Do

24

Nov

2011

Unternehmer diskutieren über Saale-Ausbau in Bernburg

Minister Webel: „Wir werden für die Maßnahme weiter streiten.“ Unternehmer aus der Saale-Region haben am gestrigen Mittwoch in Bernburg im Salzlandkreis über den Ausbau der Saale und den geplanten Saale-Seitenkanal diskutiert. Mehr als 60 Teilnehmer waren auf Einladung des Kreisverbandes des Bundesverbandes mittelständische Wirtschaft (BVMW) gekommen und legten in anregenden und kontroversen Kurzvorträgen und Gesprächen ihren Standpunkt zum Flussausbau dar. 

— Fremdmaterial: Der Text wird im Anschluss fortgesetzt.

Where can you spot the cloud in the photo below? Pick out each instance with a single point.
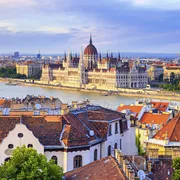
(155, 4)
(17, 3)
(54, 30)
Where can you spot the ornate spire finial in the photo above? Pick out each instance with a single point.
(119, 56)
(90, 39)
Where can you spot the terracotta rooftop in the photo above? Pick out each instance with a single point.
(7, 124)
(170, 130)
(154, 118)
(133, 108)
(73, 128)
(160, 170)
(103, 169)
(161, 106)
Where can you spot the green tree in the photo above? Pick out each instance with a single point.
(176, 166)
(27, 164)
(161, 76)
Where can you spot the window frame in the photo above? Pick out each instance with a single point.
(109, 150)
(95, 155)
(55, 159)
(110, 130)
(77, 161)
(116, 127)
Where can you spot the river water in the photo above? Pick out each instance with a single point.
(66, 96)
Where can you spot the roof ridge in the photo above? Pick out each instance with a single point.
(176, 119)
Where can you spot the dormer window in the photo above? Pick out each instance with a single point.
(116, 128)
(110, 130)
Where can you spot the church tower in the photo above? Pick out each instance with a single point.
(69, 58)
(90, 56)
(82, 69)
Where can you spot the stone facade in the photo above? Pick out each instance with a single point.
(92, 73)
(28, 69)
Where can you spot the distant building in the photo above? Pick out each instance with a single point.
(92, 73)
(155, 71)
(72, 140)
(171, 72)
(166, 142)
(39, 55)
(16, 55)
(28, 68)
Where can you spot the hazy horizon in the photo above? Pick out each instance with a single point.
(117, 25)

Zu den Gästen gehörten neben den Unternehmensvertretern auch Landesverkehrsminister Thomas Webel sowie mehrere Bürgermeister und Kommunalpolitiker – unter ihnen zahlreiche Mitglieder und Unterstützer des Saale-Bündnisses. Minister Webel kündigte in seinem Grußwort an, für die Anfang des Jahres vom Bund infrage gestellte Maßnahme des Saale-Ausbaus weiter zu streiten. Vor allem vor dem Hintergrund des drohenden Verkehrsinfarkts in den kommenden 30 Jahren wird die Wasserstraße immer wichtiger. „Straße und Schiene werden die infrastrukturellen Veränderungen in der Mobilität in den nächsten Jahrzehnten nicht auffangen können“, sagte der Minister. Und er stellte klar: Trotz der mittlerweile in Auftrag gegebenen Wirtschaftlichkeitsprüfung und der Ankündigung des Bundes, die angekündigte Herabstufung der Saale zur Rest-Wasserstraße noch einmal zu überdenken, ist man längst nicht am Ende. „Wir sind mit der Gründung des Saale-Bündnisses im August zwar einen großen Schritt vorangekommen, aber am Ziel sind wir noch lange nicht“, sagte Webel. „Endlich ziehen beim Thema Saale alle an einem Strang, vom Sportschiffer bis zum Großunternehmen.“

 

Dr. Thomas Müller, Leiter des Solvay-Standorts in Bernburg, sieht vor allem den Anschluss an das Wasserstraßenkreuz bei Magdeburg und damit an das europäische Wasserstraßennetz als wichtigen Wettbewerbsvorteil für sein Unternehmen. „Die Saale ist ja ausgebaut. Es fehlt nur das letzte Stück bis zur Elbe“, sagte Müller in seinem Vortrag. In naher Zukunft werde es um eine kluge Verteilung der Transporte auf alle Verkehrswege gehen. „Es geht gerade bei großen Mengen Schuttgütern nicht um Geschwindigkeit, es geht um Effizienz.“ Und die sei auf Flüssen und Kanälen am größten. Und er äußerte einen Wunsch: „Ich möchte vor meiner Pensionierung noch einen Schiffsanleger am Solvay-Werk einweihen.“ Die esco european salt company in Bernburg liegt zwar nicht direkt an der Saale, hat aber in der Vergangenheit große Summen in den Kauf von Grundstücken investiert, um einen direkten Zugang zum Fluss zu haben. „Alle unsere Konkurrenten liegen an Flüssen“, sagte Manfred Eberl, Leiter der Produktion über Tage. „Für uns ist es ein Nachteil, dass wir nicht per Schiff transportieren können.“ Ein Zustand, den Dirk Lindemann, Geschäftsführer der Hafen Halle GmbH, sehr gut kennt. „Wir sind ein Hafen ohne Schiffe“, sagte Lindemann, dessen Hafen sich zum größten, öffentlichen Containerterminal Sachsen-Anhalts entwickelt hat, und der schon seit Jahren auf den Ausbau der Saale wartet. Henry Schütze, Oberbürgermeister der Stadt Bernburg, kündigte auf der BVMW-Veranstaltung an, sich mit Amtskollegen aus der Region und dem Landrat zusammenzusetzen, um das Saale-Bündnis aktiv zu unterstützen. „Bernburg ist ein wichtiger Industriestandort und will es auch bleiben“, sagte Schütze.